Respiratory syncytial virus infection (RSV) is a common respiratory virus that typically causes mild cold-like symptoms. Although RSV has been around for decades, there has recently been a surge in cases. Most of the time, those that contract RSV bounce back in a week or two, but RSV can be serious, particularly in young children. In fact, according to the CDC, RSV is the most common cause of bronchiolitis (inflammation of the small airways in the lung) and pneumonia (infection of the lungs) in children under 1 in the United States. Other people at risk for complications include those with asthma, congestive heart failure, and older adults with chronic health conditions.

Symptoms of RSV

Those who contract RSV don’t typically show symptoms until 4-6 days after becoming infected. The symptoms are generally similar to that of the common cold, including:

  • Runny nose
  • Decrease in appetite
  • Coughing
  • Sneezing
  • Fever
  • Wheezing

The tricky thing about these symptoms is that they don’t come on all at once. In infants, sometimes the only symptoms are irritability, decreased activity, and breathing difficulties.

Treatment of RSV

There is no magic cure for RSV. To treat it, your doctor may perform a basic exam to determine if you have it (they can usually tell by listening to your lungs). At-home treatment of RSV is all about managing symptoms with fever reducers like acetaminophen and congestion relievers like nasal sprays (and suctioning for the little ones). If your doctor fears a bacterial infection like pneumonia may also be present, they may prescribe antibiotics.
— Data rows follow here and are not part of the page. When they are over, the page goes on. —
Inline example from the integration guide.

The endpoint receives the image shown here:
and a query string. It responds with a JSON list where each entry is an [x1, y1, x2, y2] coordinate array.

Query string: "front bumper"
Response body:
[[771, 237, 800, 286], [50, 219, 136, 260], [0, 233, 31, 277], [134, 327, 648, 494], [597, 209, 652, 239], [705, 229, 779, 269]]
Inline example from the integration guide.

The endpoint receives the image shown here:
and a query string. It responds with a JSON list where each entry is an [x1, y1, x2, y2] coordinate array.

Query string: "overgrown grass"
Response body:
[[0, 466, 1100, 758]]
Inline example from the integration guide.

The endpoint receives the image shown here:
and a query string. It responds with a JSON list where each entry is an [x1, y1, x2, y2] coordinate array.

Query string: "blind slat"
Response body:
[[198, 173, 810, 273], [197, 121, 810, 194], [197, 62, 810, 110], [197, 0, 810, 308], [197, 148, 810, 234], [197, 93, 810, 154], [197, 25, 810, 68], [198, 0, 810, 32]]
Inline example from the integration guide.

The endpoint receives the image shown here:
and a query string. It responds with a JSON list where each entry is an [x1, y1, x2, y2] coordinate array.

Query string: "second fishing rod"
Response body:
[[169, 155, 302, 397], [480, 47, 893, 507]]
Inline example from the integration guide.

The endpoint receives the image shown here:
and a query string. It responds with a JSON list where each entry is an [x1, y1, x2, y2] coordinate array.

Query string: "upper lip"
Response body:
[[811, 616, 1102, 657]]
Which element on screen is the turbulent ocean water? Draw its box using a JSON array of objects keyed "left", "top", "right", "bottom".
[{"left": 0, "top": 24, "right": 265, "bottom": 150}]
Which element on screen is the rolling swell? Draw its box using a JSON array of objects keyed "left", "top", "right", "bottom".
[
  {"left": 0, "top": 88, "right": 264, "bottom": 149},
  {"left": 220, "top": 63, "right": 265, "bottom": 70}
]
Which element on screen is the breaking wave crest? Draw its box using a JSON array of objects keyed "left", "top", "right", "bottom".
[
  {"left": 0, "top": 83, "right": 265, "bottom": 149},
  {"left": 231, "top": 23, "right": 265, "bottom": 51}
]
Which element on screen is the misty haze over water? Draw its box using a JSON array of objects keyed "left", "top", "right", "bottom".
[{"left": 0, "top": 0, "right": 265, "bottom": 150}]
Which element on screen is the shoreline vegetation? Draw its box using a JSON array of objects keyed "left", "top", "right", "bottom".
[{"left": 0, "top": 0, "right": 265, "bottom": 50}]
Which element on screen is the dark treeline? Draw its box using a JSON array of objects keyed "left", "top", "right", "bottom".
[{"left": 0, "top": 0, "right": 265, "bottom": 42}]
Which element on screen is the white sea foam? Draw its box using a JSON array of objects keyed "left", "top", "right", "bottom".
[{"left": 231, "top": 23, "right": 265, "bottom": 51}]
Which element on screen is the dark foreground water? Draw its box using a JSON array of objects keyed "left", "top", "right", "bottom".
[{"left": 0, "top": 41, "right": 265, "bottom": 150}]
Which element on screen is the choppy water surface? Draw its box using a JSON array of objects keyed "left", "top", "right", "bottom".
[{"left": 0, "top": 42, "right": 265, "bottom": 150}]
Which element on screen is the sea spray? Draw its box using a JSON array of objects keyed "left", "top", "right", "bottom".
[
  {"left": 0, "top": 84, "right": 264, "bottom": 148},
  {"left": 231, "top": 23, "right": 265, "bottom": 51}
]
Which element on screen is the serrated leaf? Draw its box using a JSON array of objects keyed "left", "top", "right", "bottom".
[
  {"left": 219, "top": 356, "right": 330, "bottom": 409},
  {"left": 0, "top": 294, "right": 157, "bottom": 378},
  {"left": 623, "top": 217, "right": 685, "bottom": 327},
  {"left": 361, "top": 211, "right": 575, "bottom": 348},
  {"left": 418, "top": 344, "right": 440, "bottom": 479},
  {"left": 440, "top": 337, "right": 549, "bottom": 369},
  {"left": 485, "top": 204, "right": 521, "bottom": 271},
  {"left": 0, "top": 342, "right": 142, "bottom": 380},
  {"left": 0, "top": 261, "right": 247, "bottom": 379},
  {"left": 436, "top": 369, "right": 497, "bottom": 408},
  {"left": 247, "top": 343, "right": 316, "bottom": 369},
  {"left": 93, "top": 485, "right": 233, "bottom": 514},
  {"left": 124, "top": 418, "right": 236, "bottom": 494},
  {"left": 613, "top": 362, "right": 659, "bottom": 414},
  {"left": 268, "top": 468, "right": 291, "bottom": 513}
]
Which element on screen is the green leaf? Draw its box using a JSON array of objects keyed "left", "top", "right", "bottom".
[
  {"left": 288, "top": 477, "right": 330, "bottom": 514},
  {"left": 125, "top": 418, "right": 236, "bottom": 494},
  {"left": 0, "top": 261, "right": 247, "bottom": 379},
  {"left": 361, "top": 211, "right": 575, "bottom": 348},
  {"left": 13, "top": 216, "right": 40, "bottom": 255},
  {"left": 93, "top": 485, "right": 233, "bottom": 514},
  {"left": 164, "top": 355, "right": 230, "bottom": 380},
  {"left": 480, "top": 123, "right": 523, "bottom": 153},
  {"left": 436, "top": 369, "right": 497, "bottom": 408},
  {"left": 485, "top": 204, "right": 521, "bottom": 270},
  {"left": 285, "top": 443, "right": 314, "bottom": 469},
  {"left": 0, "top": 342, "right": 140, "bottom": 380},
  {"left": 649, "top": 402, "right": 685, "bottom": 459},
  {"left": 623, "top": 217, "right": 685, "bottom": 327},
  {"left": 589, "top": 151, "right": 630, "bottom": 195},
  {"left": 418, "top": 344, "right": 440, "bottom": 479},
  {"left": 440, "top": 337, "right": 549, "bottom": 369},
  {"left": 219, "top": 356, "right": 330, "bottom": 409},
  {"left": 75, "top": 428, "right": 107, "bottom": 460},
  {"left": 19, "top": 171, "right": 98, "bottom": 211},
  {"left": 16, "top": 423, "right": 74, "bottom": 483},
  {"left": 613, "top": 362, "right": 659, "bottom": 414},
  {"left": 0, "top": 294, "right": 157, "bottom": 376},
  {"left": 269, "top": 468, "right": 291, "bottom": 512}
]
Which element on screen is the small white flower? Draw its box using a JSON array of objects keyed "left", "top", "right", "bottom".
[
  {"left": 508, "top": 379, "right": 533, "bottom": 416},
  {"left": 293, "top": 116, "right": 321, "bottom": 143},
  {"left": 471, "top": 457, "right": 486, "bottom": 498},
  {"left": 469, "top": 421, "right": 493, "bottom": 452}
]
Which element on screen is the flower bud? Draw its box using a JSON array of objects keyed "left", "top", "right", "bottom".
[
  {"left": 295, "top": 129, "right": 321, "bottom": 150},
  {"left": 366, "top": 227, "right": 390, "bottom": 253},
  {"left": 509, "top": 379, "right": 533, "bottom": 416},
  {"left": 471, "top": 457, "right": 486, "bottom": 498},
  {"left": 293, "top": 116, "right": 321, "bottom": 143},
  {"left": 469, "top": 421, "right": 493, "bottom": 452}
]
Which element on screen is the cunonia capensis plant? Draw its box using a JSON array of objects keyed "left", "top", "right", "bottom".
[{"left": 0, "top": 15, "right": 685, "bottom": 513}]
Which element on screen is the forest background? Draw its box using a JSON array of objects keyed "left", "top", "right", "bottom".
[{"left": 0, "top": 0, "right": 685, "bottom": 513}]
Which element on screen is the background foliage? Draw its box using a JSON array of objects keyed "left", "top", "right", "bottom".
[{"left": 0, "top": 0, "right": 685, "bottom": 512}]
One of the most important things to keep in mind when treating RSV is to drink enough liquids to prevent dehydration.

Preventing RSV

People with RSV are contagious for 3-8 days and, much like COVID, can spread the virus by sneezing, coughing, or coming into close contact with others. Luckily we can take steps to keep germs to ourselves.

  • Cover your coughs and sneeze with a tissue or the upper part of your sleeve.
  • Wash your hands often with warm water and soap for at least 20 seconds.
  • Stay home if you feel sick and avoid close contact with people who are sick.
  • Sanitize high-touch surfaces such as phones, light switches, and countertops.